The National Cable TV Cooperative said it rarely comments on mergers, but its Sinclair experiences show a company using its size to try to force "unreasonable and above-market terms through high-pressure tactics" that are going to worsen post merger.

The FCC's "preposterous" reinstatement of the UHF discount, axing the main studio rule and proposed changes to the media ownership rules all suggest it will do whatever it can to approve Sinclair/Tribune, but the deal still would violate federal duopoly rules, Free Press said. It and Demand Progress (see here and here) submitted petition signatures in opposition to the deal.

A number of submitters asked for conditions or further Sinclair input. Minus any definitive plan to comply with FCC ownership rules or opportunity for the public to weigh in on the plan, the Sinclair/Tribune review should be paused, NCTA said. It also said, given past Sinclair practices, the broadcaster should especially have to show how it will comply without divesting stations to sidecars it manages and controls or putting multiple top-four affiliate signals on the same broadcast station as multicast signals. The cable group also said if the FCC modifies its media ownership rules and Sinclair amends its pending applications to acquire more TV stations, that amendment would be substantial enough to warrant a new notice of the application for public comment and starting the shot clock over.
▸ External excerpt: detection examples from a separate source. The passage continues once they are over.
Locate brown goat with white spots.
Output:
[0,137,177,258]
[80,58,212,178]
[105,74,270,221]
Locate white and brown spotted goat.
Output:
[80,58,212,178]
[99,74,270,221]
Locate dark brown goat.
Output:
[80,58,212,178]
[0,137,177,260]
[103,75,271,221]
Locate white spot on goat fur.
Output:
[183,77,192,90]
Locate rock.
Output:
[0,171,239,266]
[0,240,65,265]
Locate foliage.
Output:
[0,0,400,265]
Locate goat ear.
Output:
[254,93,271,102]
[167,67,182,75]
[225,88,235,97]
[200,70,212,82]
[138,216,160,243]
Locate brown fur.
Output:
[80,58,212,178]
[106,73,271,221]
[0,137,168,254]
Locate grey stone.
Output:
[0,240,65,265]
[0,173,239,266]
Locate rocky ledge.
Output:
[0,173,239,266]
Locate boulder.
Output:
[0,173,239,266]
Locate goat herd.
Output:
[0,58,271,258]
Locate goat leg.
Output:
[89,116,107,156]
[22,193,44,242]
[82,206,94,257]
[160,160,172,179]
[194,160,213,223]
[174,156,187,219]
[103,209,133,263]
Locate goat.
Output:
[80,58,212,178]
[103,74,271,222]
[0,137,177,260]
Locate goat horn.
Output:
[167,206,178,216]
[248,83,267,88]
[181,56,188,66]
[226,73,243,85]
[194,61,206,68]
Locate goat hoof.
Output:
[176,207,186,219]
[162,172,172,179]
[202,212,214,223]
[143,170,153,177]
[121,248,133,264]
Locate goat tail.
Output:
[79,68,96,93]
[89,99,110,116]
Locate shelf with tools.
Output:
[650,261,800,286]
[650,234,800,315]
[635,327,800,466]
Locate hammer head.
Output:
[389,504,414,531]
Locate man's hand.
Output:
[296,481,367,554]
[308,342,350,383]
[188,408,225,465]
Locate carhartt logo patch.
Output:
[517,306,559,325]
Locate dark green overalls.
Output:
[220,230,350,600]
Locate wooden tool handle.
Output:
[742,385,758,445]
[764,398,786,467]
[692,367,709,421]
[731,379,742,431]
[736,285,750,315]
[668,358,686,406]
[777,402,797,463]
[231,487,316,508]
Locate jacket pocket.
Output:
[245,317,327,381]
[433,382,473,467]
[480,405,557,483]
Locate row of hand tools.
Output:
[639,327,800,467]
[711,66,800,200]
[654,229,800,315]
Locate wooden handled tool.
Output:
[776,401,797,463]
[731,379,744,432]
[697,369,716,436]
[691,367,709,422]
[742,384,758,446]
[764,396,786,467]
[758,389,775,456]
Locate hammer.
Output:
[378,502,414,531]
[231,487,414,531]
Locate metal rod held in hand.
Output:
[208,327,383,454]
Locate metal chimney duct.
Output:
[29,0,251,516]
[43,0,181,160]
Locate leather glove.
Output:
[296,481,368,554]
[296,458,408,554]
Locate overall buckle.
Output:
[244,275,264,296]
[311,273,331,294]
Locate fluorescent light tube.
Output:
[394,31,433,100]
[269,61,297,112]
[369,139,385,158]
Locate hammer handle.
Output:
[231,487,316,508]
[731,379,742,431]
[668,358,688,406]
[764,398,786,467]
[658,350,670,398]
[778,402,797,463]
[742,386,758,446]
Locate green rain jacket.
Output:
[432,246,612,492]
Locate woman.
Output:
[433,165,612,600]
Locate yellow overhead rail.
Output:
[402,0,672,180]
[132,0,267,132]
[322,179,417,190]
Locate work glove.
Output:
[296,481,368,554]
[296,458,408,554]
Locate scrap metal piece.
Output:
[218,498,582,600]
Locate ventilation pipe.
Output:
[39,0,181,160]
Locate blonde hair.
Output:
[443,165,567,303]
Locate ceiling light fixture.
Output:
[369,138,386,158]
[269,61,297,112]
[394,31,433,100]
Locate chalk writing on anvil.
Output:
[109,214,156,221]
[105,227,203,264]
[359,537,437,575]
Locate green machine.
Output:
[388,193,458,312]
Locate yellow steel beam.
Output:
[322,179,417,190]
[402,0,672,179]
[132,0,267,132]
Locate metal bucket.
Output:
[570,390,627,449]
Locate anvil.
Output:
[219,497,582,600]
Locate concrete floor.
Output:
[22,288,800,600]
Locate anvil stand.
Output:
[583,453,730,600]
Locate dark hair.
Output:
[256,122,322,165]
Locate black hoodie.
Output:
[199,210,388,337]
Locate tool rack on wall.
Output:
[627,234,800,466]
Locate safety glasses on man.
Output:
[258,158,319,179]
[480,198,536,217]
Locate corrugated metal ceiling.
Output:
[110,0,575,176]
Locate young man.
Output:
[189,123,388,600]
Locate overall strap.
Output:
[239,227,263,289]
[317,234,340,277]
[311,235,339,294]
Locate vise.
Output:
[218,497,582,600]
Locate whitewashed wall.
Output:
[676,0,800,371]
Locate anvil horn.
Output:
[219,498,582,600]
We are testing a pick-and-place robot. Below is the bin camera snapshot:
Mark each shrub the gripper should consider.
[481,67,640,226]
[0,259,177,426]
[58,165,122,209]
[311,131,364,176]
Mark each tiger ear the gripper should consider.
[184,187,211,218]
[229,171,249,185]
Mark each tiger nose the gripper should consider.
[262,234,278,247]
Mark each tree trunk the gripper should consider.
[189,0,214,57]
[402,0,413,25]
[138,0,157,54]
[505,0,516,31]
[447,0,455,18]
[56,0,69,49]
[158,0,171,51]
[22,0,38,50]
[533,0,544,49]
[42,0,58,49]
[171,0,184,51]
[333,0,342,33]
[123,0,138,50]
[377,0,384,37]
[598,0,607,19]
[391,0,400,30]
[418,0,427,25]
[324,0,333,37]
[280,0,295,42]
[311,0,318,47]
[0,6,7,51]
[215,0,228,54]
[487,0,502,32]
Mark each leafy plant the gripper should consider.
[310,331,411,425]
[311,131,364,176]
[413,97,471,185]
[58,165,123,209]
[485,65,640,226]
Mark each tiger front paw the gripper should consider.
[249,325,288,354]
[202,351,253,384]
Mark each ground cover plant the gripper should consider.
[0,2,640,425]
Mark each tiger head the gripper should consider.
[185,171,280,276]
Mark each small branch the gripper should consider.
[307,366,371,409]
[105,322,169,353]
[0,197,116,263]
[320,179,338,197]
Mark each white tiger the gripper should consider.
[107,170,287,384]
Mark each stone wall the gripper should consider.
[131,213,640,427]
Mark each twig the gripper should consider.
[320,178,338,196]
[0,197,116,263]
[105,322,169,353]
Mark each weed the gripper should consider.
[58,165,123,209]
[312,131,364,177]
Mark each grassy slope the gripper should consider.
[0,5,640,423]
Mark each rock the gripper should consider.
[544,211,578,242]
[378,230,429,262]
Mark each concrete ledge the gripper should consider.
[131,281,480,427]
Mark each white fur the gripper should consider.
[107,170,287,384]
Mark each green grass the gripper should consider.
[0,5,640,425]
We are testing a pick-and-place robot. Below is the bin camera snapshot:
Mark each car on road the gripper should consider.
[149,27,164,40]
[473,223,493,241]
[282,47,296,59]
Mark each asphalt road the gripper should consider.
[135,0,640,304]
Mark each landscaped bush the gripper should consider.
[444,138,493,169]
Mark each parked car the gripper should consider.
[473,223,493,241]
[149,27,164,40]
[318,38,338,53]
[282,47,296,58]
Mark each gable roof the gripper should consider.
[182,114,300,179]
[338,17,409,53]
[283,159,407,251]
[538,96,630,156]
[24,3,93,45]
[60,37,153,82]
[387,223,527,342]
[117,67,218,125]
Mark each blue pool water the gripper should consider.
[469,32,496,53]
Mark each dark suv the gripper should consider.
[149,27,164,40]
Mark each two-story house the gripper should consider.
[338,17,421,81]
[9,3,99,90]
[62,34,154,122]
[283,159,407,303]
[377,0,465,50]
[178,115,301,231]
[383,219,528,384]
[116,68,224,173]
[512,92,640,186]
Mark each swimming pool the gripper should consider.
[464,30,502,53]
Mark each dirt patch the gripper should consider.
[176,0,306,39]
A group of independent programmers -- One America News Network/AWE, Ride TV Network, Cinémoi and TheBlaze -- also pushed for Sinclair being required to give specific divestiture plans and to submit a new application on proposed transaction modifications if the FCC modifies its ownership rules.

The shot clock should be suspended until Sinclair files responsive answers about its ATSC 3.0 plans, and the FCC should issue a second request for information for documents about competitive issues petitioners have raised such as it allegedly stalling the repack, forcing others to adopt ATSC 3.0 and sign sidecar agreements, the Competitive Carriers Association said.

Pointing to the ills of significant media consolidation, the attorneys general of Illinois, Maryland, Massachusetts and Rhode Island said the agency, at minimum, should postpone consideration until after the U.S. Court of Appeals for the D.C. Circuit reviews the FCC's reinstating the UHF discount. Even with the UHF discount in place, New Sinclair would exceed the national media ownership cap, Consumers Union said, arguing the deal should come with divestiture of some stations to comply with the cap. And Horry County, South Carolina's, Horry Telephone Cooperative -- pointing to its first-hand experience with Sinclair's high retrans rates and "‘take it or leave it’ type negotiations" -- said any FCC approval should be conditioned on a 10-year retransmission rate freeze.